A few lines later, after Heyward admits uncomfortably that in the south, where he was born, "these unfortunate beings are considered of a race inferior to your own," Munro continues, "fiercely," "And you cast it on my child as a reproach! You scorn to mingle the blood of the Heywards with one so degraded - lovely and virtuous though she be?" Munro, like Cora herself, is acutely aware of the dissonance between the social consequences of racial stigma in the European cultural tradition and the "American" concept of one's personal character being proof of quality in itself. Meanwhile, Cooper's descriptive abilities seem to be at his best when carrying the reader along with his haunted characters into his richly detailed wilderness of majesty and danger.

In "Young Goodman Brown," Hawthorne evokes a "Western wilderness" that, devoid of any but the darkest majesty, looks all the way back to that of William Bradford and the Pilgrims, "where there are only savage and brutish men which range up and down, little otherwise than the wild beasts of the same." The forest surrounding Salem village is hostile and threatening, "darkened by all the gloomiest trees […], which barely stood aside to let the narrow path creep through". Hawthorne sets village and forest in opposition as light and dark or good and evil in order to establish the simplistic duality of Brown's sense of identity as he thinks of "cling[ing] to [Faith's] skirts and follow[ing] her to heaven" at the story's beginning. Brown's mounting horror towards the climax of the story is indicated by his experience through correspondence of the "benighted wilderness pealing in awful harmony together." Brown cries out in alarm, and Hawthorne nudges the young man's identity a step closer to supreme complication as "his cry [is] lost to his own ear by its unison with the cry of the desert."

For Hawthorne, in this particular story, Puritanical questions of identity seem to give way to a radical Gothic sensibility. Like Charles Brockden Brown, Irving and Cooper before him, there is a close, correspondent relationship between the "Western wilderness" and his character's sense of psychological identity.

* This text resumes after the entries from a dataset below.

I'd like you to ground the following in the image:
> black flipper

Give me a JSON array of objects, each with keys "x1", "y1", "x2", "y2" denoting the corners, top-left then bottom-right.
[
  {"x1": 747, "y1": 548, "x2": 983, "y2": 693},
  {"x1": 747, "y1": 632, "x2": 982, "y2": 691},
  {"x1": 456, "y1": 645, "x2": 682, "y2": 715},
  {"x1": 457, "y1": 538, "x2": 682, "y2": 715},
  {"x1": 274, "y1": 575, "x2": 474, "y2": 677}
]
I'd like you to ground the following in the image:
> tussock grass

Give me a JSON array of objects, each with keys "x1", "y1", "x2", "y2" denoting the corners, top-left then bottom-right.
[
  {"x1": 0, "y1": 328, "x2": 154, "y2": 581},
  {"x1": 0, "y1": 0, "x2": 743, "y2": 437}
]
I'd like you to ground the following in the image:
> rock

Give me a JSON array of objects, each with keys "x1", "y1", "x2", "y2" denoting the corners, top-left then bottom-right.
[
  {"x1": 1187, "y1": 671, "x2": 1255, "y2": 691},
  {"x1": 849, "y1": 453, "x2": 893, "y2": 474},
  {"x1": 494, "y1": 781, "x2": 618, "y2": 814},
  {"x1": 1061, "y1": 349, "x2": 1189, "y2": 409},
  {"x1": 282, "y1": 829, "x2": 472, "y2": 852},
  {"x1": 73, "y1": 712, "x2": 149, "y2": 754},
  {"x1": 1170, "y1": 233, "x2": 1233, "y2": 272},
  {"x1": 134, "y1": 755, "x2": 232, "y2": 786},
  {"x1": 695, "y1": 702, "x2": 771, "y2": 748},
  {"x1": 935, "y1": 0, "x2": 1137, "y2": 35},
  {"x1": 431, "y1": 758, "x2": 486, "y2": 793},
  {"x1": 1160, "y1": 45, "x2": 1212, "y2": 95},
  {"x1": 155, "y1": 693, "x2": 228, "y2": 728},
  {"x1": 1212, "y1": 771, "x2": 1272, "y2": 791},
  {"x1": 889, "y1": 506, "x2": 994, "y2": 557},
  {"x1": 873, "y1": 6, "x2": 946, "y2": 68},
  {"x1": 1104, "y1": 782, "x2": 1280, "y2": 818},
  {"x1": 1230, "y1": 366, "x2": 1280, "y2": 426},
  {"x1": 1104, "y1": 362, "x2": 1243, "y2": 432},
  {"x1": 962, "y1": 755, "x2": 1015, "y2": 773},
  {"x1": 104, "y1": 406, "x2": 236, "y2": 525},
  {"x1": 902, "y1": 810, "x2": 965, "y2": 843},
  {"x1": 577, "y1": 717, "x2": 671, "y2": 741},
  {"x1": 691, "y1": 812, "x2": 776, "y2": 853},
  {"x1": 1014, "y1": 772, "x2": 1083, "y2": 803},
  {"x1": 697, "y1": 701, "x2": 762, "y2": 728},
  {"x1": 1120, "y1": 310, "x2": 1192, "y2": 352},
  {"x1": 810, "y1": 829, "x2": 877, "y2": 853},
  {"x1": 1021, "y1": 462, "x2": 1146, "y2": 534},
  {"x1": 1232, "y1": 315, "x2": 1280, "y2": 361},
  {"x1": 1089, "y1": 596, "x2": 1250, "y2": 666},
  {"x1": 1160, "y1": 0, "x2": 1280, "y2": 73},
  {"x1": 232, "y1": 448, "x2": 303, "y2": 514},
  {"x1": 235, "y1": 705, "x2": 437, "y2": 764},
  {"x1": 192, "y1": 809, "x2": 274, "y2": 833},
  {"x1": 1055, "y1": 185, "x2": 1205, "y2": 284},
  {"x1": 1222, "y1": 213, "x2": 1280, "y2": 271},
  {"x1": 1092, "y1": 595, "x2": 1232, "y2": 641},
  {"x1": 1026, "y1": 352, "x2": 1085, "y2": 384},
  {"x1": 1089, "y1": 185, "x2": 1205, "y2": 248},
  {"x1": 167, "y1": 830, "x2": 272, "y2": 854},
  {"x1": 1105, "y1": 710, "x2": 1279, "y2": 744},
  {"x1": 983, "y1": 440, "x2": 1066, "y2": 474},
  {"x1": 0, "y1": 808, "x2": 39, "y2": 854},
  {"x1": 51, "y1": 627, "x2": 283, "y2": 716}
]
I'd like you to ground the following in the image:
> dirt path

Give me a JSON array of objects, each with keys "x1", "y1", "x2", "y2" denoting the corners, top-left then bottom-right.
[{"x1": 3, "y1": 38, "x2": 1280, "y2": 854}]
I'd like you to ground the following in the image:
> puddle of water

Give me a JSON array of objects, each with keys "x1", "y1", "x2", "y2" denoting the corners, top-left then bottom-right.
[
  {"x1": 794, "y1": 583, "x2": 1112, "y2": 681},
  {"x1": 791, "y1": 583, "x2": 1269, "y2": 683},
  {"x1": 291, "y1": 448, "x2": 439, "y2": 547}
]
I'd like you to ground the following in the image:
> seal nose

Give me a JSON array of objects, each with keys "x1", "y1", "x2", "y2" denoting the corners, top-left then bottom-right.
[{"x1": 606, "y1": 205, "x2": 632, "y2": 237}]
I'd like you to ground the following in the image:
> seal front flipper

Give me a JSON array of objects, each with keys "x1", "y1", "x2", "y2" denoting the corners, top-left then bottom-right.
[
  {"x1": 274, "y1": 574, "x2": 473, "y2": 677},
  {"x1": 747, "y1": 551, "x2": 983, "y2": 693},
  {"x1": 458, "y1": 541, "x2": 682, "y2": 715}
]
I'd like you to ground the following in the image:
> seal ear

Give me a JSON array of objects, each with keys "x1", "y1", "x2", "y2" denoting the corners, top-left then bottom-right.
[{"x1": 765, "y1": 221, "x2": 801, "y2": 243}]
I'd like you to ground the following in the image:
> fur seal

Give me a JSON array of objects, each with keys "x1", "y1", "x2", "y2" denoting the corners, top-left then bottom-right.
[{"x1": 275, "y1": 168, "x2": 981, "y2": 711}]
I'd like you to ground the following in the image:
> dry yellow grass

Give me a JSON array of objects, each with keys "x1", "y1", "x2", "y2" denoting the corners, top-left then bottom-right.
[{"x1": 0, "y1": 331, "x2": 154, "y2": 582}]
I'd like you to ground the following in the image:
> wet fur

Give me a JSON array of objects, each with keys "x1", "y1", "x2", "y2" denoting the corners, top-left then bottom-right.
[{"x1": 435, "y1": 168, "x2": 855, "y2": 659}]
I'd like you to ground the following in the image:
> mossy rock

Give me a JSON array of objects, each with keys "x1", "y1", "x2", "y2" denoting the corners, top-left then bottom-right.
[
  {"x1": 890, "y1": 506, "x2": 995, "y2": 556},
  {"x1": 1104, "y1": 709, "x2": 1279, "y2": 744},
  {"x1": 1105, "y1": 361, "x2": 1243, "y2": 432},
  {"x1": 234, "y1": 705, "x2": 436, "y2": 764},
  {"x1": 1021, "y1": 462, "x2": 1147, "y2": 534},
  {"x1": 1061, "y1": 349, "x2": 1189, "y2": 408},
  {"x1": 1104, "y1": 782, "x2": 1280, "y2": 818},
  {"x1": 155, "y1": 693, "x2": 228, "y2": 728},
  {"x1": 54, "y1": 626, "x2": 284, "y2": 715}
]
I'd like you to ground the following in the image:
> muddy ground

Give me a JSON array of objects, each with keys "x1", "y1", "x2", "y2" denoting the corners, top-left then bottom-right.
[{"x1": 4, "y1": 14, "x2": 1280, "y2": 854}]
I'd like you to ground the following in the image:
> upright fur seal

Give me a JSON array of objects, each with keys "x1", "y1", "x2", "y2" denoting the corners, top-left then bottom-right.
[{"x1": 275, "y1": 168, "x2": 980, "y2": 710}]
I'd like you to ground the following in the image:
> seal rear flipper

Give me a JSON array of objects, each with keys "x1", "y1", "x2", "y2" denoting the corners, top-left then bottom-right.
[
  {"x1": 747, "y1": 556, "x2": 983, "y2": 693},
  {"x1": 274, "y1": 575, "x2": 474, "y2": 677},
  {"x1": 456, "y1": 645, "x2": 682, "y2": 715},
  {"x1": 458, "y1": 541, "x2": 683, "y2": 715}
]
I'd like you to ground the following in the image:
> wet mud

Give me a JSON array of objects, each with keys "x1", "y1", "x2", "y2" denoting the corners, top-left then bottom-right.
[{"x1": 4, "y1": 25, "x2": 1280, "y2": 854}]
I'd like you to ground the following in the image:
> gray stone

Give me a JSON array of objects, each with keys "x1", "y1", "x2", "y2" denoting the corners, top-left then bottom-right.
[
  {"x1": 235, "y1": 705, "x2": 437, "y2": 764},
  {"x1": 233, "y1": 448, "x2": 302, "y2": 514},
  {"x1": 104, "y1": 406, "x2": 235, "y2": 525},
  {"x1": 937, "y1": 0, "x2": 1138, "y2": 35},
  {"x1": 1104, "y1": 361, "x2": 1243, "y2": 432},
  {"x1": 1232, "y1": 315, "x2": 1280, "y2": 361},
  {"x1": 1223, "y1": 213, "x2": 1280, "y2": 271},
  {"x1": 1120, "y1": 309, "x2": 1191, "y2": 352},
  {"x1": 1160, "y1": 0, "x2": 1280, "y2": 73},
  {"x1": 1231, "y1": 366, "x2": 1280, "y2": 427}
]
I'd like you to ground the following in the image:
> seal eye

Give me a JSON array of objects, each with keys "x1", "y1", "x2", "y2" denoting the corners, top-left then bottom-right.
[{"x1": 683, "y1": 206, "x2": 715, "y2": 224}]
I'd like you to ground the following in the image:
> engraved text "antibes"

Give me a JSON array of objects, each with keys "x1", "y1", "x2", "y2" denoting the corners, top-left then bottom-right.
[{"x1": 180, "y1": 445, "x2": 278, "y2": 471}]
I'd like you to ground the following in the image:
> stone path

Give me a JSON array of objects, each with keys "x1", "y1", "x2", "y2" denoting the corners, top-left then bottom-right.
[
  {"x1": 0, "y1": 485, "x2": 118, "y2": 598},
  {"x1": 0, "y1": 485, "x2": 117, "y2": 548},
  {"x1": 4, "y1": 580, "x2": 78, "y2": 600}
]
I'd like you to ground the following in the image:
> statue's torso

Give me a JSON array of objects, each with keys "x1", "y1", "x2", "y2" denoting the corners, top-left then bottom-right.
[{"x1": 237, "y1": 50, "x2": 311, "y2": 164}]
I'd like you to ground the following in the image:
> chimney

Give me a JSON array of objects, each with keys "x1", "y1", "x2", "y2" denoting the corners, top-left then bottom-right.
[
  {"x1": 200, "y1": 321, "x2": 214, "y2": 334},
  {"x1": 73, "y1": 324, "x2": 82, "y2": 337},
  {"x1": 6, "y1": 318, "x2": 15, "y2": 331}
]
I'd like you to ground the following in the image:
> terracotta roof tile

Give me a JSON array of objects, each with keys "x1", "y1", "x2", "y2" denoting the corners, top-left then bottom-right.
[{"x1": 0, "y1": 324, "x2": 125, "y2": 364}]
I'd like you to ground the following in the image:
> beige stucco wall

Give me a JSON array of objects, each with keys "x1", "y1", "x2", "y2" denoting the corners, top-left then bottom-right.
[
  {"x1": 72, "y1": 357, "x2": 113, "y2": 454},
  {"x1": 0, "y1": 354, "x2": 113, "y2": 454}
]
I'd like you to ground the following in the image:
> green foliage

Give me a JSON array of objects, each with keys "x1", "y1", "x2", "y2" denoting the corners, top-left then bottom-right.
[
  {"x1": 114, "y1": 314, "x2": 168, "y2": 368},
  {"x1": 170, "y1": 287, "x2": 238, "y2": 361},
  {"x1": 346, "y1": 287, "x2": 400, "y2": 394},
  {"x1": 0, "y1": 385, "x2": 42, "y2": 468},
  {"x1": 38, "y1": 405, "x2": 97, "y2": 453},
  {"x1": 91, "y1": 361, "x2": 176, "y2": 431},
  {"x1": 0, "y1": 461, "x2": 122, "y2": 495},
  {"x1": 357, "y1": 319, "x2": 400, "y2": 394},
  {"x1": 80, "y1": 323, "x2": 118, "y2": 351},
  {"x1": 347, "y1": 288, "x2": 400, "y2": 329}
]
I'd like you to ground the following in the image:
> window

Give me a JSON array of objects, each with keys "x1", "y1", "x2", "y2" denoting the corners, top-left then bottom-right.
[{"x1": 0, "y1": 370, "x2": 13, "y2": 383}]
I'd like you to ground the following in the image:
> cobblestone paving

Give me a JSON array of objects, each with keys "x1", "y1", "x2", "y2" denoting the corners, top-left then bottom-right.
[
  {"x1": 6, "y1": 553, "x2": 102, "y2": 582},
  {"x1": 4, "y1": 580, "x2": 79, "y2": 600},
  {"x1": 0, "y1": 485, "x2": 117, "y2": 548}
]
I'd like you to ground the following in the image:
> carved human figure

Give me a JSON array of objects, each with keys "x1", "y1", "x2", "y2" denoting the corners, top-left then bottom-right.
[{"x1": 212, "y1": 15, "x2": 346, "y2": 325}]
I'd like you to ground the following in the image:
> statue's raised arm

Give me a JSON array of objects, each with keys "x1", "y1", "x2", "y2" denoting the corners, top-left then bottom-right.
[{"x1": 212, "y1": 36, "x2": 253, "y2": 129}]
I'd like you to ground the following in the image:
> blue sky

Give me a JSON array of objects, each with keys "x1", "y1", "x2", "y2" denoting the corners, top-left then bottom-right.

Unique to Hawthorne, though, is the degree to which his literary skill enables him to create a seamless continuity between those incidents of the "perils of the Western wilderness" and the assessment of an identity that "differ[s] essentially from those that exist in Europe" that Charles Brockden Brown had already proposed for the "instruction of the heart."

Brown may actually be an important transitional figure between Enlightenment and Romantic sensibilities, at once interested in "new springs of action and new motives to curiosity" and "sources of amusement to the fancy and instruction to the heart" while "calling forth the passions and engaging the sympathy of the reader." In an article titled "The Difference Between History and Romance," Brown considers the meeting point between empirical observation and spinning a good yarn:

The observer or experimentalist, therefore, who carefully watches, and faithfully enumerates the appearances which occur, may claim the appellation of historian. He who adorns the appearances with cause and effect, and traces resemblances between past, distant, and future, with the present, performs a different part. He is a dealer, not in certainties, but probabilities, and is therefore a romancer.